TheOriginalSteamingNit · 01/05/2012 10:55

That would be fine, outraged, if the positions were equal and equally weighted - like an English teacher can respect a Maths teacher, for example. But its disingenuous to say it's all about mutual respect, when one group is asked to respect the fact that another group has bought its way out of what's considered good enough for them, and, to be honest, very often looks down on them (like Africa, but a bit nearer?).
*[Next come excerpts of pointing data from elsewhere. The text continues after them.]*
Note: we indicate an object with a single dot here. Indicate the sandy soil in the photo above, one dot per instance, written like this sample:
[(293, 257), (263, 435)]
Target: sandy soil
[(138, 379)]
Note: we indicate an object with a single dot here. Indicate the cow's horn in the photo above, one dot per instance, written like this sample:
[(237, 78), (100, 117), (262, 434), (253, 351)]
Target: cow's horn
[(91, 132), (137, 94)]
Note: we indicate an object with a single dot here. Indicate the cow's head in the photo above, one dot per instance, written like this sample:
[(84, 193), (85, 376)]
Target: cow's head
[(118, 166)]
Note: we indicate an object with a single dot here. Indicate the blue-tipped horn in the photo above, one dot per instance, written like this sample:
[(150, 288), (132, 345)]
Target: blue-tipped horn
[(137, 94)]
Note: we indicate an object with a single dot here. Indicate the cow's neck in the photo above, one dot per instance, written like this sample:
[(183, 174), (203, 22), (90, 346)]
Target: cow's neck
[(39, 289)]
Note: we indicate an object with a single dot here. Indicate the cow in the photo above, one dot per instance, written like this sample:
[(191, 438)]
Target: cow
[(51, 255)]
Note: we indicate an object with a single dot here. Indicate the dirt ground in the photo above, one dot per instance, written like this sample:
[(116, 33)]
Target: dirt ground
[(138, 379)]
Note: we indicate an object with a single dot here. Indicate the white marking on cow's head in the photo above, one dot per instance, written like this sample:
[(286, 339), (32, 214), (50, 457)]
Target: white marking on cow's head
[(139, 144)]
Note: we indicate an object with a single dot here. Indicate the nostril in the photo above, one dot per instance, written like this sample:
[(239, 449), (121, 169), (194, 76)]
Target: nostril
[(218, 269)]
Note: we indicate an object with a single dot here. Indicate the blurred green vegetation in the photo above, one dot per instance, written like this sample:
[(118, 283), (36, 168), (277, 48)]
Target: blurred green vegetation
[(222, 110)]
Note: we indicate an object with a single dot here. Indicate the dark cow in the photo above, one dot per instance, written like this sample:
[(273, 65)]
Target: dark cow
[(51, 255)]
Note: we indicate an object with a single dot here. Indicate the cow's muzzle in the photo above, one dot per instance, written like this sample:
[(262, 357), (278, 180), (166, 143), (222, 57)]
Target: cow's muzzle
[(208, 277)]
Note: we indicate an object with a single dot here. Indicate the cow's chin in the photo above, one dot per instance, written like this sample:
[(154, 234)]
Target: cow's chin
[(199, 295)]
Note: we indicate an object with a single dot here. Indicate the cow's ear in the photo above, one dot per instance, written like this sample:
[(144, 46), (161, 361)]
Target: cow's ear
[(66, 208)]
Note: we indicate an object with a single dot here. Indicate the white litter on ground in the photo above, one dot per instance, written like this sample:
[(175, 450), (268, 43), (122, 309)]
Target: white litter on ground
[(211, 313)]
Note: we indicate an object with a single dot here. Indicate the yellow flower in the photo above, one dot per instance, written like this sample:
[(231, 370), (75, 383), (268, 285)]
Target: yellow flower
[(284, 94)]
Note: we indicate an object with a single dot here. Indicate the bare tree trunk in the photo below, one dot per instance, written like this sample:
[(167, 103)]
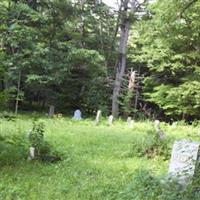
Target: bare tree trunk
[(18, 92), (121, 65)]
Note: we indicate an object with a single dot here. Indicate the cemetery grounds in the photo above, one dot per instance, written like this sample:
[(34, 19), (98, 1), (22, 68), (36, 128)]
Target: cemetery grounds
[(98, 162)]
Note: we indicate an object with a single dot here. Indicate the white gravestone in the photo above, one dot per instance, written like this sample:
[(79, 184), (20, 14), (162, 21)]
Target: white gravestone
[(77, 115), (98, 117), (184, 161), (160, 133), (51, 110), (110, 120), (31, 153)]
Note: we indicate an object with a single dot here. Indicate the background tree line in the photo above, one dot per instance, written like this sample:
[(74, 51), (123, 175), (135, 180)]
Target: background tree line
[(66, 53)]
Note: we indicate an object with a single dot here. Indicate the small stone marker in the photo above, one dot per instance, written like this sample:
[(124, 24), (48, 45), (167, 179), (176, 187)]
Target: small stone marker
[(32, 153), (98, 117), (184, 161), (51, 110), (160, 133), (77, 115), (110, 120), (130, 122)]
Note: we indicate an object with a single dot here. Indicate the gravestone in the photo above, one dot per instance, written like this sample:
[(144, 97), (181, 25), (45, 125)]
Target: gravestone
[(31, 153), (130, 122), (51, 110), (184, 161), (110, 120), (98, 117), (77, 115)]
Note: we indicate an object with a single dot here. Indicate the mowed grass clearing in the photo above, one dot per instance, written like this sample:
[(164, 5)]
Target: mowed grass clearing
[(97, 161)]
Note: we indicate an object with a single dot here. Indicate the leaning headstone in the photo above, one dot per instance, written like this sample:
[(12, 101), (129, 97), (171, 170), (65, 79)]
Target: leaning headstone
[(130, 122), (31, 153), (51, 110), (159, 131), (184, 161), (77, 115), (98, 117), (110, 120)]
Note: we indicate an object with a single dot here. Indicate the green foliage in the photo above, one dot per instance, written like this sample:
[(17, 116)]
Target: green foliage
[(151, 146), (13, 149), (36, 138), (94, 162), (166, 44), (147, 186)]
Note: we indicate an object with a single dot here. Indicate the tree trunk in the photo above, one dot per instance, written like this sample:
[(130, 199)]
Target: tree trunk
[(121, 64), (18, 93)]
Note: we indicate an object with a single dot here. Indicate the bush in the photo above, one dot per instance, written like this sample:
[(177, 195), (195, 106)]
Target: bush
[(12, 149), (151, 146)]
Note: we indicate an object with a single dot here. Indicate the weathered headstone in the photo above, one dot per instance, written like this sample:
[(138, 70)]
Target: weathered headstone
[(110, 120), (130, 122), (98, 117), (31, 153), (77, 115), (51, 110), (184, 161)]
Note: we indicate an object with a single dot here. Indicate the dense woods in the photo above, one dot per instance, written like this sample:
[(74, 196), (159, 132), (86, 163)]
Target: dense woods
[(72, 54)]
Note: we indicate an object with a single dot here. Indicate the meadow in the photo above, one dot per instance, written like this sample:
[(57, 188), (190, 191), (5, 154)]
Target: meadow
[(98, 162)]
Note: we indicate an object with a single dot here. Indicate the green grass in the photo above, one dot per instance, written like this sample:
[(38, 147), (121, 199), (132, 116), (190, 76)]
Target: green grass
[(98, 162)]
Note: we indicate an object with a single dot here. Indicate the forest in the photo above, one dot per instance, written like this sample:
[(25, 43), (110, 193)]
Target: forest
[(70, 54), (132, 64)]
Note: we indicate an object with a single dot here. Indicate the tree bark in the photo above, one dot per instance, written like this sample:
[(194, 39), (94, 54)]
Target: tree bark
[(121, 64), (18, 93)]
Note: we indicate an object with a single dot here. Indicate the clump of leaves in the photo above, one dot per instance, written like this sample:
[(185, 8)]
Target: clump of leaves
[(36, 138), (42, 147), (7, 116), (12, 149)]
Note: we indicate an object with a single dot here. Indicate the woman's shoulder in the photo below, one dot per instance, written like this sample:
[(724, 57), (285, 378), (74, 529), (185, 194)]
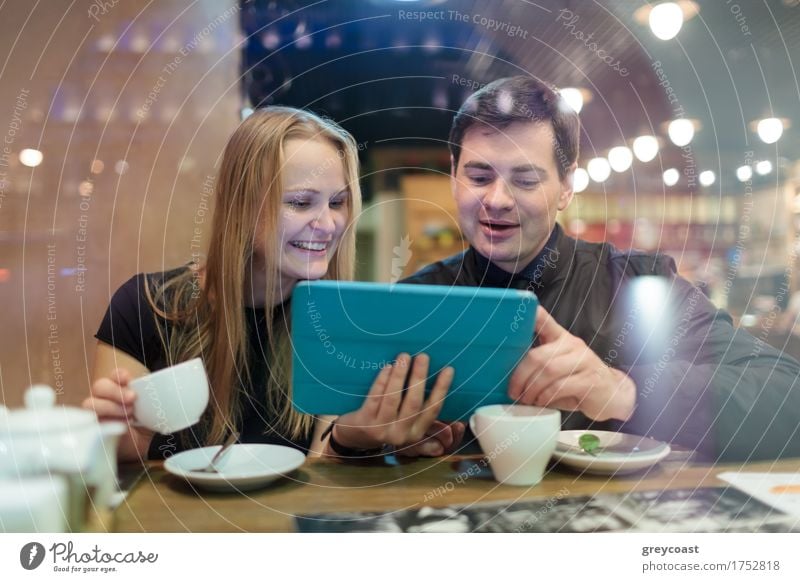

And the other group is somehow supposed to have a non-weighted 'respect' for the group they've paid not to be educated alongside.

happygardening · 01/05/2012 10:56

"I don't dislike the fact that their parents have more money - that's another issue.'
TOSN thank you at last someone has been honest enough state what this is all about. Its all about the fact that most of you don't like it that people who educate their children at independent schools especially the big names have more money a lot more money than you do. Just to make your eyes bulge and push you blood pressure up a few more points those sending two children to the big names boarding schools are cheerfully forking out £66 000+ pa yes they've got loads of money. All the big society stuff, all for the good of the community is a smoke screen for the real issue. Its was the same with the anti hunting brigade is all about money and class not foxes!

echt · 01/05/2012 10:56

GooseyLoosey you can benefit your child by bringing in the private tutors, if the system lets you down. Seriously.

OutragedAtThePriceOfFreddos · 01/05/2012 10:58

Forcing all children to go to their local school wouldnt solve anything. People would carry on doing what they are already doing and either buy their way into good catchments or be stuck with what they have. Money would still have a very big influence.

So the only way to achieve what some posters want would be to have a lottery system, so that there really was a true mix in every school. But the you woudo have siblings at different schools, children having to travel further away than they shudo have to or their parents could afford them to, it woudo be equally as divisive for communities whose children would all be going off in different directions. You would have to subsidise or pay the cost of all this extra transport through taxation, when the money would be better spent improving parenting at the failing schools. Traffic would be worse and emissions would be worse.

Does that really sound like a good solution? Really?

happygardening · 01/05/2012 11:00

echt
"No need to ban private ed. Just ban such schools from choosing those whom they educate."
Maybe I'm being thick here but by charging it becomes self selecting!

TheOriginalSteamingNit · 01/05/2012 11:01

Well, not quite Happy - I did say it wasn't about that, and what I meant was that distribution of wealth is another issue.

I agree with you that most people educating in this way have a lot of money - but disagree that the theory with segregated education is driven by resentment of this.

Besides which, what about the argument that lots and lots of parents at private school are as poor as church mice and drive beat-up Volvos, etc?

I genuinely think it's distasteful to hunt foxes - whether that's done by someone skint or loaded. I genuinely think you shouldn't segregate children by wealth - but have no problem with children having more money than my own.

That's really not what it's all about for me, so please don't misinterpret what I said as being such.